Erdoğan’ın yurtlarda ‘açık var’ ama ‘sorun yok’ sözleri kafaları karıştırdı
Mehmet Y. Yılmaz, T24’teki köşe yazısında Cumhurbaşkanı Recep Tayyip Erdoğan’ın yurt sorunu eylemlerine dönük açıklamalarını kaleme aldı.
Cumhurbaşkanı Erdoğan’ın, "Yurt sorunu yoktur, parklarda yatanlar aynen Gezi Parkı olayı" dediğini, ancak hemen peşinden de "Öğrencilerimizin barınmaları açısından 2 yılın ardından bir açık ortaya çıktı" ifadesini kullandığını yazan Yılmaz, kafasının karıştığını söyledikten sonra şu soruyu sordu:
"Açık var" ise sorun nasıl "yok" olabiliyor?"
Yazısına "Erdoğan'ın ‘sorun var dersen var olur, yok dersen yok olur’ şeklinde özetlenebilecek kamu yönetimi düsturu demek ki yurt konusunda da böyle bir sonuç veriyor. Sorun yok ama açık var. Erdoğan, rakamlarla doldurduğu konuşmasında ‘2 yılın arkasından otaya çıkan açık’ konusunda bir sayı vermekten kaçındı" sözleriyle devam eden Yılmaz, bu konudaki rakamları da Leyla İlhan'ın Dünya'daki haberinden veriyor:
"İstanbul'daki 51 üniversite ve 5 meslek yüksekokulunda 1 milyon 800 bin öğrenci var.
Buna karşılık İstanbul'daki yurt yatağı sayısı 100 binin biraz altında.
İstanbul'daki üniversite öğrencilerinin yaklaşık 600 bini şehir dışından gelenler.
Bunun dışında yabancı öğrenci sayısında da artış olduğu biliniyor.
Yani en az 500 bin öğrenciye yurt yatağı yok, bunlar ev kiralamak zorunda.

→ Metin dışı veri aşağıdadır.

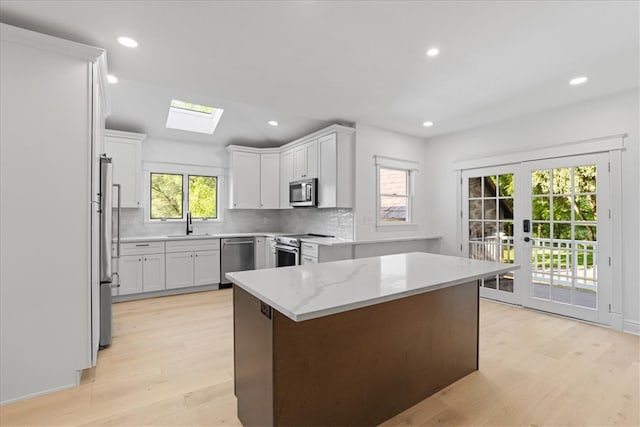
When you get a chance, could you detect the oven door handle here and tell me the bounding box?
[275,244,300,254]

Ev kiralarındaki artış da hesaba katıldığında Erdoğan'ın söyledikleri ile hayatın gerçeklerinin birbirini tutmadığı da ortada."
Yılmaz yazısına şöyle devam ediyor: "’Sorun olmayan açık’ işte böyle ortaya çıkıyor. Erdoğan'ın unuttuğu şu ki bu 500 bin öğrenci ve ailelerinin içinde kendisine oy verenler de var.

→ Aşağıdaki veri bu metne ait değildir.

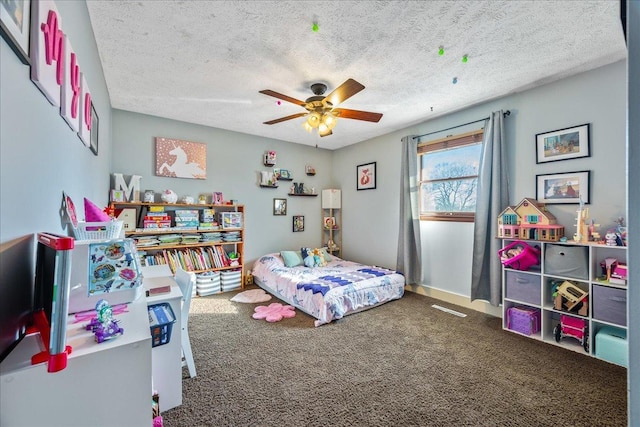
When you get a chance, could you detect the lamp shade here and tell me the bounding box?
[322,189,341,209]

Neresinden baksanız toplamın yarısı olmalılar çünkü son seçimde oyu bu kadardı. Ve onlar oy verdikleri insanın, kendi sorunları karşısında nasıl olup da bu kadar duyarsız olabildiğini, sorunu yok sayabildiğini merak ediyor olmalılar.
Saray'da yaşadıkça, halkın gerçek sorunlarından uzaklaşılıyor demek ki. Seçim araştırmalarının ipuçlarını vermeye başladığı dip dalga, işte böyle halktan kopuşlarla oluşur.
Sonra istediğin kadar sokakta kalanlara "Gezici bunlar" de, kimse inanmaz. En başta da o çocukların aileleri inanmaz.
Siyaset, sorunlara çözüm bulmak için yapılır, müteahhit beslemek için değil. Bu gerçeği Erdoğan da öğrenecek, az kaldı."